It was a (very) long day yesterday but I went over to Norwich and had a look and brought the watch. I'd already been to the local AD, Watches Of Switzerland in Birmingham to check that a Panerai wouldn't look silly on my skinny wrists so it was pretty much a case of check I was happy with the look/style of the 000 "in the flesh" and buy it.

No pics, tbh having seen some of the photos on here I don't think my Camera Phone would do it justice, and as it's a stock 000 I guess once you've seen one you've seen them all.

I did notice last night under indoor lighting some very slight scratches on the side of the case, however we have a very reputable "one man band" Jeweller in town who has a counter with his workshop immediately behind it, so I'm hoping if I nip in one evening he may be able to take those out whilst I wait.


----------



## pinkwindmill (Aug 17, 2006)

Nice one - wear it in good health!

Those polished cases can be a bit of a scratch magnet. I recommend getting yourself some Cape Cod polishing cloths (available from several places including the 'Bay) which is what most Paneristi use to keep their watches looking pristine.

Also, when you change straps, keep a roll of masking tape handy. Put a small piece over the lug with the screwhead and then pierce it with your screwdriver over where the screw is. You can then unscrew it without the ever-present risk of slipping and marking the polished lug, as the masking tape will protect it.









Enjoy!

Cheers,

Guy


----------



## limey (Aug 24, 2006)

pinkwindmill said:


> Also, when you change straps, keep a roll of masking tape handy. Put a small piece over the lug with the screwhead and then pierce it with your screwdriver over where the screw is. You can then unscrew it without the ever-present risk of slipping and marking the polished lug, as the masking tape will protect it.


Very nice tip, Guy. I'll have to remember that one, I slipped a couple of times adjusting my Doxa bracelet, I damn near [email protected] a brick until I saw that I didn't scratch it.


----------



## hutchingsp (Apr 22, 2007)

pinkwindmill said:


> Nice one - wear it in good health!
> 
> Those polished cases can be a bit of a scratch magnet. I recommend getting yourself some Cape Cod polishing cloths (available from several places including the 'Bay) which is what most Paneristi use to keep their watches looking pristine.

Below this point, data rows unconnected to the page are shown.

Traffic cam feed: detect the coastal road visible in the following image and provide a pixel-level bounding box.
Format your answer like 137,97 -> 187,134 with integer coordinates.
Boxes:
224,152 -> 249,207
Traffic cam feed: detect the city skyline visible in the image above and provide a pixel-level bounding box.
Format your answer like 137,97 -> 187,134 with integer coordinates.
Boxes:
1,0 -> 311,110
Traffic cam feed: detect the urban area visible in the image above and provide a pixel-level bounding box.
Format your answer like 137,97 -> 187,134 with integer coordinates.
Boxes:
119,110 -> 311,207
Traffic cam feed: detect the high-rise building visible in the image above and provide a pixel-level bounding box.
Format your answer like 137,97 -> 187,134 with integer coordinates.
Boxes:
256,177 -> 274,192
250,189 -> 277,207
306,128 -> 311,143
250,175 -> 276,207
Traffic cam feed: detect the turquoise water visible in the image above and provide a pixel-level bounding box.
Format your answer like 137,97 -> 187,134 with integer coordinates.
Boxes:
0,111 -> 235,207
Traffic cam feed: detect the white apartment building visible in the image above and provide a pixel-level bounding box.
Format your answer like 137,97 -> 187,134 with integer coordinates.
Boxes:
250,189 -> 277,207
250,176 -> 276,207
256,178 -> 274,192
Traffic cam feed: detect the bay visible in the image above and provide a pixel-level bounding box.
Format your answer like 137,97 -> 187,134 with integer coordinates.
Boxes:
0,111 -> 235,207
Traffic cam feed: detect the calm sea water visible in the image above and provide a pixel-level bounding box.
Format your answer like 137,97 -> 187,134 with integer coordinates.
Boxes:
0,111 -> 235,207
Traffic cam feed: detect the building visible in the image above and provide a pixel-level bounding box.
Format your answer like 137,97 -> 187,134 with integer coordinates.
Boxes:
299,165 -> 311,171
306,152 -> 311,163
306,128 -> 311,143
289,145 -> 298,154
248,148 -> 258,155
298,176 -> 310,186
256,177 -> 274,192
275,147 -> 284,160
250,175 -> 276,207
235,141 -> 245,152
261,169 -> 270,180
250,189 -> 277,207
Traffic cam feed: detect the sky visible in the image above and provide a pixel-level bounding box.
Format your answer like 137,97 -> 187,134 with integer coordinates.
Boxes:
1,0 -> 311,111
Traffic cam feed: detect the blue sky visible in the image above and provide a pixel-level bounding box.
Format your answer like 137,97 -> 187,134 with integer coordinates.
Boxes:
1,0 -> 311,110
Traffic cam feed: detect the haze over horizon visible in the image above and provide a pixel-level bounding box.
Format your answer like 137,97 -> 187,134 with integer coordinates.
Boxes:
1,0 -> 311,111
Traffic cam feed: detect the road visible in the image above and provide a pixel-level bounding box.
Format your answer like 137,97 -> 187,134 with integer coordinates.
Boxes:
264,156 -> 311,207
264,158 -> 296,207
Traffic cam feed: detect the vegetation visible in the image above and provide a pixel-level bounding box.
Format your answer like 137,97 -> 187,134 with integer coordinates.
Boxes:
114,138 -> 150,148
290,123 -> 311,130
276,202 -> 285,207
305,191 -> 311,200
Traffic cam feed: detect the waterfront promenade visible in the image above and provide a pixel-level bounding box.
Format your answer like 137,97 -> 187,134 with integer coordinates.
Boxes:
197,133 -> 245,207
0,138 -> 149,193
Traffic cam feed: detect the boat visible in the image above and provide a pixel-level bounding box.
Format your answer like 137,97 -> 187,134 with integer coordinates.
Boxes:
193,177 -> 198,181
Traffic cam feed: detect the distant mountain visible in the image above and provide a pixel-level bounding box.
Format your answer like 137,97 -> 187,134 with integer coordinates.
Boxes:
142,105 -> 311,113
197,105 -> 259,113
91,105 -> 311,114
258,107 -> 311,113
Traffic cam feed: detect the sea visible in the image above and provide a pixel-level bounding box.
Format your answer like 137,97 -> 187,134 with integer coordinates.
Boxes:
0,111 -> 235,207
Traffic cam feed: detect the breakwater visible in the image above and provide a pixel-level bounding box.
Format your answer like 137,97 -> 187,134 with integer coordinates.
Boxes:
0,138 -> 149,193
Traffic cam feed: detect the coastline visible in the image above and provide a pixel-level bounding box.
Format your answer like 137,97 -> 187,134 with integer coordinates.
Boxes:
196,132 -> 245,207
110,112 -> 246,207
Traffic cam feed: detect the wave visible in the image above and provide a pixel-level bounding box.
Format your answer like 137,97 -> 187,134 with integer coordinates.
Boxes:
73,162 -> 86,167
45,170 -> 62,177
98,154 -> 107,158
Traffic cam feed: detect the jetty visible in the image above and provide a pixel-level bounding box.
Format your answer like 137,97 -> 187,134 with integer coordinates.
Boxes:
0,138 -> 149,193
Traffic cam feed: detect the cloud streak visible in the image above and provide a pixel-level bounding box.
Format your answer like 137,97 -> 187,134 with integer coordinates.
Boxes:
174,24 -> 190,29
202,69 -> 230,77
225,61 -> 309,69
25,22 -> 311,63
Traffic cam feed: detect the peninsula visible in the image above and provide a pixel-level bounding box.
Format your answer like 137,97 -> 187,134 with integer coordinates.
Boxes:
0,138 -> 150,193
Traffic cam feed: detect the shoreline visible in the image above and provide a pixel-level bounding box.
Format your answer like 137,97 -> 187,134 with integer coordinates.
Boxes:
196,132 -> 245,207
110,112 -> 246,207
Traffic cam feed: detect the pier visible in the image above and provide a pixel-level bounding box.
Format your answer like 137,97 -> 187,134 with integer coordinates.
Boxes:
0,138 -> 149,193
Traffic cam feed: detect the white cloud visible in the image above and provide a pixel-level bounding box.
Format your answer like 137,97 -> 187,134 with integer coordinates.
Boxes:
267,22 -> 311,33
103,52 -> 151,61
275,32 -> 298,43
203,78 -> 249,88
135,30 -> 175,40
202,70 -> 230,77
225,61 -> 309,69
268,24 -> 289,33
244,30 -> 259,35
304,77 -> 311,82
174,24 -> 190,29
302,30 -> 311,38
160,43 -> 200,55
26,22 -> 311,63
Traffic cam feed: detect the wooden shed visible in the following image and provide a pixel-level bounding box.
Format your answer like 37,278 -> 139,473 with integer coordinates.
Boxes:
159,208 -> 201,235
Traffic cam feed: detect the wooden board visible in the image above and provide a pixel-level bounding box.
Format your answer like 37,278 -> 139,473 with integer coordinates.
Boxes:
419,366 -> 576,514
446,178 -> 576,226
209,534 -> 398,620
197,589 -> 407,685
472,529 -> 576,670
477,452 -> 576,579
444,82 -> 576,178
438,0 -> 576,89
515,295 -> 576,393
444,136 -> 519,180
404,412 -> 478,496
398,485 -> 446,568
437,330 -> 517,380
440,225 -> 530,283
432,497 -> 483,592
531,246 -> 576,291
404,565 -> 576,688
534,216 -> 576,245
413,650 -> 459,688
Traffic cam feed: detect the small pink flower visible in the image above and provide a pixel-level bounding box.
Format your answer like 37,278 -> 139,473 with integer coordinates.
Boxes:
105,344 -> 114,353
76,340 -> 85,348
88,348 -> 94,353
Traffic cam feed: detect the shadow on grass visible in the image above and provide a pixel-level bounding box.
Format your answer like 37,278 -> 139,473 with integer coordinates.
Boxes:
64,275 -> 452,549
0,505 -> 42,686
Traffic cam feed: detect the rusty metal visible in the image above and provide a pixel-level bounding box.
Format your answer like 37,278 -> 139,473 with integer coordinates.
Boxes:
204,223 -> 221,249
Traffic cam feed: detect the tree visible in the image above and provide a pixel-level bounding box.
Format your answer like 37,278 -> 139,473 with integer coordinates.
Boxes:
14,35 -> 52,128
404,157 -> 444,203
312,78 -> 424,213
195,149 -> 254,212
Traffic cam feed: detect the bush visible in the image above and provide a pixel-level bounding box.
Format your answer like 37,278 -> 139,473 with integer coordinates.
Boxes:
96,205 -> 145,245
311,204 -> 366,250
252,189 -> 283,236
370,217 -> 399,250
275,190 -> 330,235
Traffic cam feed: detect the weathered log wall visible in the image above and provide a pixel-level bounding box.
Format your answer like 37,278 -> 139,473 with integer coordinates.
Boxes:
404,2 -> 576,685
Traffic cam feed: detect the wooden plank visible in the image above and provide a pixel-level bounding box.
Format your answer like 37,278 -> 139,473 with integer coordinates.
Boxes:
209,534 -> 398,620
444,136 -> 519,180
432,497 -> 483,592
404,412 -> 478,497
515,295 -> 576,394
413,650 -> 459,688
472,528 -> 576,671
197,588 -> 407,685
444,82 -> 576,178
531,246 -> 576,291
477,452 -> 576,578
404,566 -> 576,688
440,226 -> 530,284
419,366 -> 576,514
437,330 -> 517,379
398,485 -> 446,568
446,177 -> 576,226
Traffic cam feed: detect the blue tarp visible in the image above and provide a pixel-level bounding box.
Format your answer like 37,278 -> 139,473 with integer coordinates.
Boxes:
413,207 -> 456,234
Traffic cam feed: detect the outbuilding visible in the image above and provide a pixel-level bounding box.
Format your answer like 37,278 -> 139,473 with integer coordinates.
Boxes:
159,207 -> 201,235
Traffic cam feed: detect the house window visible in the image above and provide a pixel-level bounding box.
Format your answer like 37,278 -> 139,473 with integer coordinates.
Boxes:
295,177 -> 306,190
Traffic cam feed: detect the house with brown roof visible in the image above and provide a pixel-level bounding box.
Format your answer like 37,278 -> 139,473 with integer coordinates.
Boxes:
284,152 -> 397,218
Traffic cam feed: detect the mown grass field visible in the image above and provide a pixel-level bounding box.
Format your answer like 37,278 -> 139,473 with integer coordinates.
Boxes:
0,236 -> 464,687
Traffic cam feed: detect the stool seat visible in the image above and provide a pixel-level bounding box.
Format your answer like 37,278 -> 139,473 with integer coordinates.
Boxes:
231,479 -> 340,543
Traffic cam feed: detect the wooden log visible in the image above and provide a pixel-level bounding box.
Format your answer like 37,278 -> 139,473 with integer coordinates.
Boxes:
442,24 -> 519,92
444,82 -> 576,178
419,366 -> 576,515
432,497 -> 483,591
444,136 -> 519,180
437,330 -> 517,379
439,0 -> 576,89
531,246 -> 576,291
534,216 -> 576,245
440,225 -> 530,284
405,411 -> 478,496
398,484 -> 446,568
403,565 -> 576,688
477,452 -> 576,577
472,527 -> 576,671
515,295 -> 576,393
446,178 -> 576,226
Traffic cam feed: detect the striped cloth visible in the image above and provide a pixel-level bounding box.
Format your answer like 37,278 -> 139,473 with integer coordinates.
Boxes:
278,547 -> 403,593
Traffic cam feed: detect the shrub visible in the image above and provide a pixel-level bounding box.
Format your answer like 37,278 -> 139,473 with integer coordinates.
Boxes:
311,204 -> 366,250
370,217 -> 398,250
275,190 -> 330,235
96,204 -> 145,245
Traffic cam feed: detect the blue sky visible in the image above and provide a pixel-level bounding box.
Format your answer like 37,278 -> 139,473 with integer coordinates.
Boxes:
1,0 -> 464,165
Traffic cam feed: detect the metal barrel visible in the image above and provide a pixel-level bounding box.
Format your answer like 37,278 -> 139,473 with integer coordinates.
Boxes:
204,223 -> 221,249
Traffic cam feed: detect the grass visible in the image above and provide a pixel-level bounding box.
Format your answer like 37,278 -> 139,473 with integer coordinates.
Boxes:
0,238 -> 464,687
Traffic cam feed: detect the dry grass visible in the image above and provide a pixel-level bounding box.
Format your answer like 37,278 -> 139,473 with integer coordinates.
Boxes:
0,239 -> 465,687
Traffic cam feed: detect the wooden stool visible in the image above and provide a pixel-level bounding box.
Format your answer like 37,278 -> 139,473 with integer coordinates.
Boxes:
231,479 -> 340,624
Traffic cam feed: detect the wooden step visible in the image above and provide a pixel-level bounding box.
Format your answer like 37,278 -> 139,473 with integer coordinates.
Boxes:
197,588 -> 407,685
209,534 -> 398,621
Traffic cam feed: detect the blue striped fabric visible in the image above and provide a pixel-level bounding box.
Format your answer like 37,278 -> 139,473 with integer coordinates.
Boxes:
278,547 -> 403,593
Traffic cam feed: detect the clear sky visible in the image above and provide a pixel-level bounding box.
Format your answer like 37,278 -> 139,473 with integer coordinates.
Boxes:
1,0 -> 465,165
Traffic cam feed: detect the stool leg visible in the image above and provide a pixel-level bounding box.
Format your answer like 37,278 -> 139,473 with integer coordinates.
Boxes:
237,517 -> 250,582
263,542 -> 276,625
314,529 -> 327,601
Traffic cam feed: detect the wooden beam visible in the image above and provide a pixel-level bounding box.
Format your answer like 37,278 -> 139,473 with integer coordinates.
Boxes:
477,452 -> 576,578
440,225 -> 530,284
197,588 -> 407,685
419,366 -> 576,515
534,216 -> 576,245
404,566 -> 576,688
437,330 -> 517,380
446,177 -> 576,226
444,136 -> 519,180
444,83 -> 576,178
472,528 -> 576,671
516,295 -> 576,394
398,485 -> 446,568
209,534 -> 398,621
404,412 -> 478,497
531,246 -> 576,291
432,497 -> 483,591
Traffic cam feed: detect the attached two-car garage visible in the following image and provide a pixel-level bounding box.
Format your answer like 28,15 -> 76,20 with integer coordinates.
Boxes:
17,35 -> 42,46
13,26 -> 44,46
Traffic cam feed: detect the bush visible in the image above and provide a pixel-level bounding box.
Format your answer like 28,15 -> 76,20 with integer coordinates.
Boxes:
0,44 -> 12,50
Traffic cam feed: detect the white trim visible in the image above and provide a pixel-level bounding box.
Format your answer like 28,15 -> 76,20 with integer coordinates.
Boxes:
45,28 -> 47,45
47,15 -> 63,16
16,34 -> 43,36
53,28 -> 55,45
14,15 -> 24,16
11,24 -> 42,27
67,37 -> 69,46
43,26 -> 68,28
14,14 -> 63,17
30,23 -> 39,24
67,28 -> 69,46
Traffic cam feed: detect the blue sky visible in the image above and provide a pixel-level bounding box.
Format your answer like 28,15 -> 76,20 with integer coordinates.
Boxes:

Thanks, they seem to swear by those over on Paneristi as well. I'm cynical as they're "just cloths" but if enough people say they're good they must be so off to eBay I go!


----------



## limey (Aug 24, 2006)

hutchingsp said:


> pinkwindmill said:
> 
> 
> > Nice one - wear it in good health!
> ...


I ordered some, as they are what the original owner of my Doxa used to bling up the center of the BOR bracelet and I wanted to touch it up. They came in and the wife rolls the eyeballs. Then I polished her wedding ring with one and she didn't say another word. For a while anyway...


----------